Captain Shadwell, one of Sir Colin's staff, took McKay aside, and, questioning him, learnt all the particulars of the capture. McKay told him, too, what had occurred at the Alma.
"The fellow must be a spy," said Sir Colin, abruptly, when the whole of the facts were repeated to him. "We must cross-question him. I wonder what language he speaks."
The general himself tried him with French; but the prisoner shook his head stupidly. Shadwell followed with German, but with like result.
"I'll go bail he knows both, and English too, probably. He ought to be tried in Russian now: that's the language of the country. He is undoubtedly an impostor if he can't speak that. I wish we could try him in Russian. If he failed, the provost-marshal should hang him on the nearest post."

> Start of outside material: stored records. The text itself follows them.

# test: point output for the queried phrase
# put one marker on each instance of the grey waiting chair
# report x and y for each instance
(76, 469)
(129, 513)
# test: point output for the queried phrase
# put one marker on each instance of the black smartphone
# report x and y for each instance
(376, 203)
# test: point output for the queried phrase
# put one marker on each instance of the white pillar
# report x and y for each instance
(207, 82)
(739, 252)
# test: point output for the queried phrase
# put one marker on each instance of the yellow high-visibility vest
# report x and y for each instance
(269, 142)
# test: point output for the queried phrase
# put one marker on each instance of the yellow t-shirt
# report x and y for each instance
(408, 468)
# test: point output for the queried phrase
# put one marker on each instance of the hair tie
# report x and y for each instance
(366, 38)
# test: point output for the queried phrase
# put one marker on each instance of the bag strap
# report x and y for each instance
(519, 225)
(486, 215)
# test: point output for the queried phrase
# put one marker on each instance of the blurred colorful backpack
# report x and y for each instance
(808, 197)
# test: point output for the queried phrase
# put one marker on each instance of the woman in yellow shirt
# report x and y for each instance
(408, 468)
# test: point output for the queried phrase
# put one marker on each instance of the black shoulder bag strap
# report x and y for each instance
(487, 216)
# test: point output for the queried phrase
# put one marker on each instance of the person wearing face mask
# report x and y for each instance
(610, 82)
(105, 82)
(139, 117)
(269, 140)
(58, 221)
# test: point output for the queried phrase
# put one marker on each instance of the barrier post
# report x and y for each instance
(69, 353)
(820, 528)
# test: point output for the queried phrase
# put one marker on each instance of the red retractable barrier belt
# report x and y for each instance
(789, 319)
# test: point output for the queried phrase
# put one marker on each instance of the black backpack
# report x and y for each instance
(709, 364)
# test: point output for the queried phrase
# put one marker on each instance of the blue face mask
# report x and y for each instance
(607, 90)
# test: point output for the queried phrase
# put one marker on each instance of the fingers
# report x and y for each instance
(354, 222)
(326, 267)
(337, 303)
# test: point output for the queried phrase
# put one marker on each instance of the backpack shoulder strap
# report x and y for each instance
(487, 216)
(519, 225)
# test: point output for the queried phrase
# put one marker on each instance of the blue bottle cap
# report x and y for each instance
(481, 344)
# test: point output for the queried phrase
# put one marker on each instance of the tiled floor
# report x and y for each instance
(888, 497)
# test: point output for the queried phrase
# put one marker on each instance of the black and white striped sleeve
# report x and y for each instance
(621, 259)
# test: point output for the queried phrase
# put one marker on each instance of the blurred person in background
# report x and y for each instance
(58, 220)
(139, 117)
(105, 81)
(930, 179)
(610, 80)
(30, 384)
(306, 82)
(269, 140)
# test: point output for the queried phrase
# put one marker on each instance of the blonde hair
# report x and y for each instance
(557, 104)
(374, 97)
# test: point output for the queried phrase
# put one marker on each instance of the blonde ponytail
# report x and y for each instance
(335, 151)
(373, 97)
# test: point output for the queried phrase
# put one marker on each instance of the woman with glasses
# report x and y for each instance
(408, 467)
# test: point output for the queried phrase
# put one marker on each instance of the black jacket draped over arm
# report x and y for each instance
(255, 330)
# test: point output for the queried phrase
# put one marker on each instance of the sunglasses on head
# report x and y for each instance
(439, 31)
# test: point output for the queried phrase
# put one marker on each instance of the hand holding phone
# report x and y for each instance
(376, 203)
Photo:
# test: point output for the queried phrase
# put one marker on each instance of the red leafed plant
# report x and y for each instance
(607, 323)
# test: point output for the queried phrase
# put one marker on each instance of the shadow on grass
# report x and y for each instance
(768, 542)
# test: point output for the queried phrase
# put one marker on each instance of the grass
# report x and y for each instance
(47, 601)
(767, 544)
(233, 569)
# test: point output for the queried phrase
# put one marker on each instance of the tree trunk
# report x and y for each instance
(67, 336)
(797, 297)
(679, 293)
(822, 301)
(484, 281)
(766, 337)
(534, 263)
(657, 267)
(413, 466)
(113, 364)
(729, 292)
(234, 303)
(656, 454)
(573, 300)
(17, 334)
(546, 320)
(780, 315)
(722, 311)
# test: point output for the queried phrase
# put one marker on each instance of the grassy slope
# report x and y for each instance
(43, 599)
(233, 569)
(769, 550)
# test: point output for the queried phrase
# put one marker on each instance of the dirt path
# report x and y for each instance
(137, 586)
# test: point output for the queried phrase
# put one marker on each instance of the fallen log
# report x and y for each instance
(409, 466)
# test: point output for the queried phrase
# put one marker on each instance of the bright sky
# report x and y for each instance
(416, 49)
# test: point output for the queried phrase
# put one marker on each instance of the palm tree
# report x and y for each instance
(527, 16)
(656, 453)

This conversation pa.s.sed in the full hearing of McKay, and when Sir Colin stopped the sergeant-major stepped forward, again saluted, and said modestly--
"I can speak Russian, sir."
"You? An English soldier? In the ranks, too? Extraordinary! How on earth--but that will keep. We will put this fellow through his facings at once. Ask him his name, where he comes from, and all about him. Tell him he must answer; that his silence will be taken as a proof he is not what he pretends. No real Tartar peasant could fail to understand Russian."
"Who and what are you?" asked McKay. And this first question was answered by the prisoner with an alacrity that indicated his comprehension of every word that had been said. He evidently wished to save his neck.
"My name is Michaelis Baidarjee. Baidar is my home; but I have been driven out by the Cossacks to-day."
It was a lie, no doubt. Hyde had recognised him as a very different person.
"Ask him what brings him into our lines?" said Sir Colin, when this answer had been duly interpreted.
"I came to give valuable information to the Lords of the Universe," he replied. "The Russians are on the move."
"Ha!" Sir Colin's interest was aroused. "Go on; make him speak out.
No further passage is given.